Despite the encouraging preliminary results observed in this study, it is worth pointing out that our study did not formally address a fundamental question of whether the potential advantages of spacer insertion are eclipsed by the inherent benefits of MRgRT in terms of superior image contrast, online adaptation, and advanced motion management of MRI guidance. In this study, we postulated that both MRI guidance and spacer insertion led to GI toxicity reduction. However, it is worth investigating the feasibility of avoiding the invasive spacer insertion in MRgRT while maintaining GI toxicity reduction in the long term. It is also worth exploring whether MRgRT plus spacer insertion would further improve GI toxicity compared with using either of these approaches alone. Relevant studies are ongoing in our center.
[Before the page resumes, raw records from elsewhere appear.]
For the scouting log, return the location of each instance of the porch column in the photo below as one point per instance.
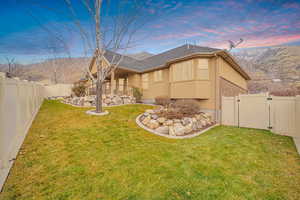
(112, 83)
(117, 85)
(125, 86)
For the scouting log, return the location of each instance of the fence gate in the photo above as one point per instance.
(261, 111)
(254, 111)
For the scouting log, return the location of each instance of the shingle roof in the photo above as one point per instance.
(179, 52)
(157, 60)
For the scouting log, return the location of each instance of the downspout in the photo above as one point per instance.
(216, 92)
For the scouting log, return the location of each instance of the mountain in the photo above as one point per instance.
(272, 69)
(62, 70)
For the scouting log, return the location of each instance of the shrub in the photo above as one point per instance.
(180, 109)
(79, 90)
(186, 107)
(162, 100)
(137, 94)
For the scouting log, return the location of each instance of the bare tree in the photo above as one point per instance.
(12, 67)
(117, 37)
(114, 35)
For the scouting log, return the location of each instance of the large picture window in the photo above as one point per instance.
(158, 75)
(145, 81)
(202, 70)
(183, 71)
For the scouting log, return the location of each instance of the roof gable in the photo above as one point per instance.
(162, 59)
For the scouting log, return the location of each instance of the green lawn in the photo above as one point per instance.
(70, 155)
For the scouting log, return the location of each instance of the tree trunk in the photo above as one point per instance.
(99, 96)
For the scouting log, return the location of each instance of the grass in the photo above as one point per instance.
(70, 155)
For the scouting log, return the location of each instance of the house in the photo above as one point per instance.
(185, 72)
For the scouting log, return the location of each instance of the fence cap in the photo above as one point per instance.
(2, 75)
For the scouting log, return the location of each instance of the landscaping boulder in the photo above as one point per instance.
(149, 111)
(154, 117)
(188, 128)
(163, 130)
(168, 123)
(117, 100)
(177, 129)
(146, 120)
(153, 124)
(161, 120)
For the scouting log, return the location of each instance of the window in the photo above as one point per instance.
(183, 71)
(145, 81)
(158, 75)
(202, 70)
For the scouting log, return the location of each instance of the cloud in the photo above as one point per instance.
(259, 41)
(179, 35)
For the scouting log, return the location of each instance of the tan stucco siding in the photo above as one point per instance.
(228, 73)
(199, 86)
(134, 80)
(157, 88)
(94, 67)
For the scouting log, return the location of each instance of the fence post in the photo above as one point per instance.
(2, 79)
(297, 128)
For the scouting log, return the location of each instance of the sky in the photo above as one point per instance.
(31, 30)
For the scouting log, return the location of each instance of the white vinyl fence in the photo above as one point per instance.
(281, 115)
(58, 90)
(19, 103)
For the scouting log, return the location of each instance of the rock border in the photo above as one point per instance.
(141, 125)
(92, 112)
(109, 106)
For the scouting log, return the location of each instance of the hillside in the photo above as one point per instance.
(271, 69)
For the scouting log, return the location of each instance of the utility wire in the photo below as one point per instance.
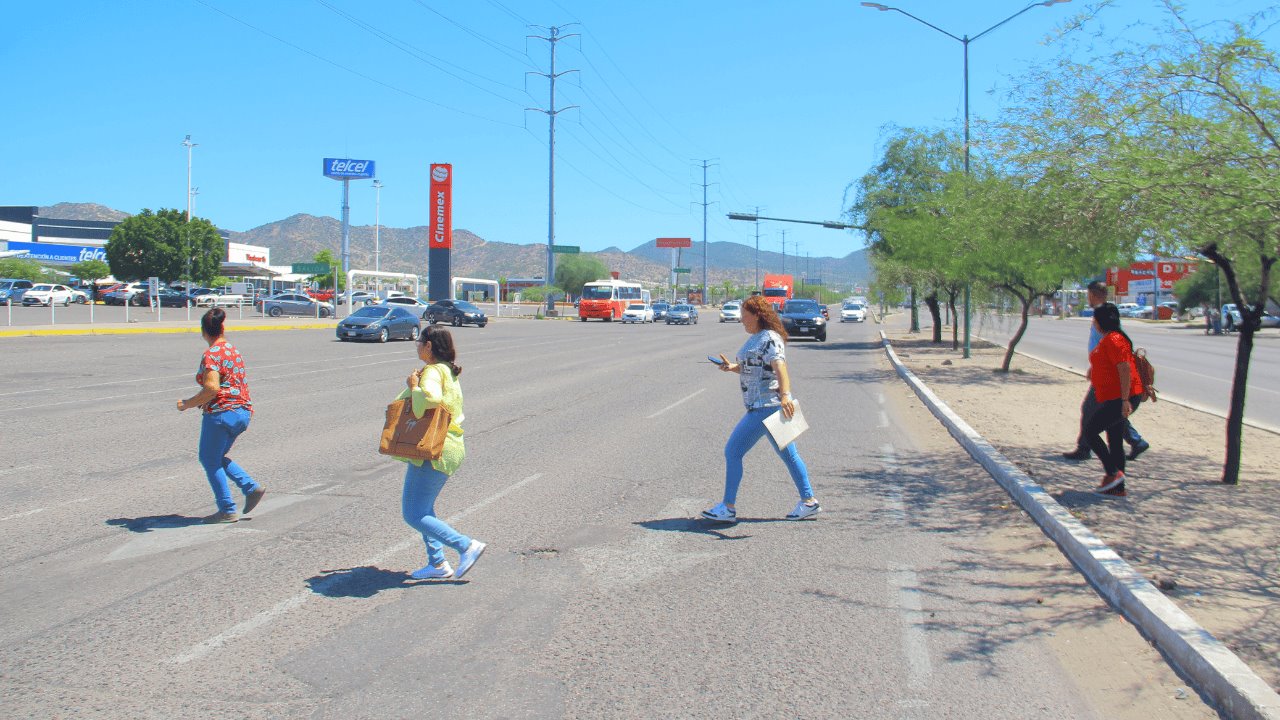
(504, 49)
(357, 73)
(429, 59)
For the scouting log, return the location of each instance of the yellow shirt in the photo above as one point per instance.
(437, 386)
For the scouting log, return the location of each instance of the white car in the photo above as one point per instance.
(48, 294)
(731, 313)
(638, 313)
(853, 313)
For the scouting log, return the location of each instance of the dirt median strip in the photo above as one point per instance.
(1197, 655)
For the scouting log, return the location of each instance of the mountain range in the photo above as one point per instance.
(403, 250)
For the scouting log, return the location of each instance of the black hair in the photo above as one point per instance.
(1107, 317)
(442, 347)
(213, 322)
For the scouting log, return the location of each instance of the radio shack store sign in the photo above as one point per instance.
(346, 168)
(241, 253)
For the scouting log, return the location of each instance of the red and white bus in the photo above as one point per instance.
(606, 300)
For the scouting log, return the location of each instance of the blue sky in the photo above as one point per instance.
(787, 100)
This study has several limitations. First, the single-center, single-arm, non-randomized study design with a small sample size considerably limited the generalizability. The inability to capture all potential confounding variables should also be noted. Second, dosimetry and clinical outcomes were retrospectively compared to the literature and our own previous data, which might have compromised the statistical strength to some extent. Third, this study might be liable to selection bias because it only included patients who were willing to undergo spacer placement. Fourth, the included patients had different risk levels, necessitating heterogeneity in SBRT and ADT. Some patients underwent irradiation to the prostate only, whereas high-risk patients also underwent dose boosting to intraprostatic lesions and concomitant whole-pelvis irradiation. Fifth, the follow-up duration was relatively short, limiting information on long-term toxicities, QOL, and biochemical recurrence-free survival. Finally, the completeness of QOL data was compromised by a number of patients who failed to submit EPIC questionnaires on schedule, or left some items (e.g., in the sexual domain) blank during follow-up. This substantially affected the usable sample size and statistical analysis of the PRO assessment. Meanwhile, these missing data were not missing completely at random (MCAR), and no imputation was applied for compensation. Thus, the results of the QOL analysis might have been biased and prone to a false discovery rate, which should be further validated by a larger sample size. Multicenter, two-arm randomized clinical trials should be developed in the future.

Conclusions

The present study prospectively explored the utilization of rectal spacer in adaptive MRgSBRT for localized prostate cancer patients and reported clinical PROs and CROs within a median follow-up of 13 months. Rectal spacer insertion had a low complication rate, and the rectal dose exposure was significantly reduced by the increase in rectum–prostate distance. Minimal G1 and no G2 rectal toxicities were found throughout the follow-up period. PROs in bowel functions and bother remained mostly constant throughout the entire follow-up, except for a slight drop in the acute phase. These encouraging preliminary results strongly suggest the safety, dosimetric merit, minimal toxicity, and patient satisfaction with the utilization of rectal spacer in MRgSBRT. Randomized trials with a larger sample size and a longer follow-up are warranted for further validation.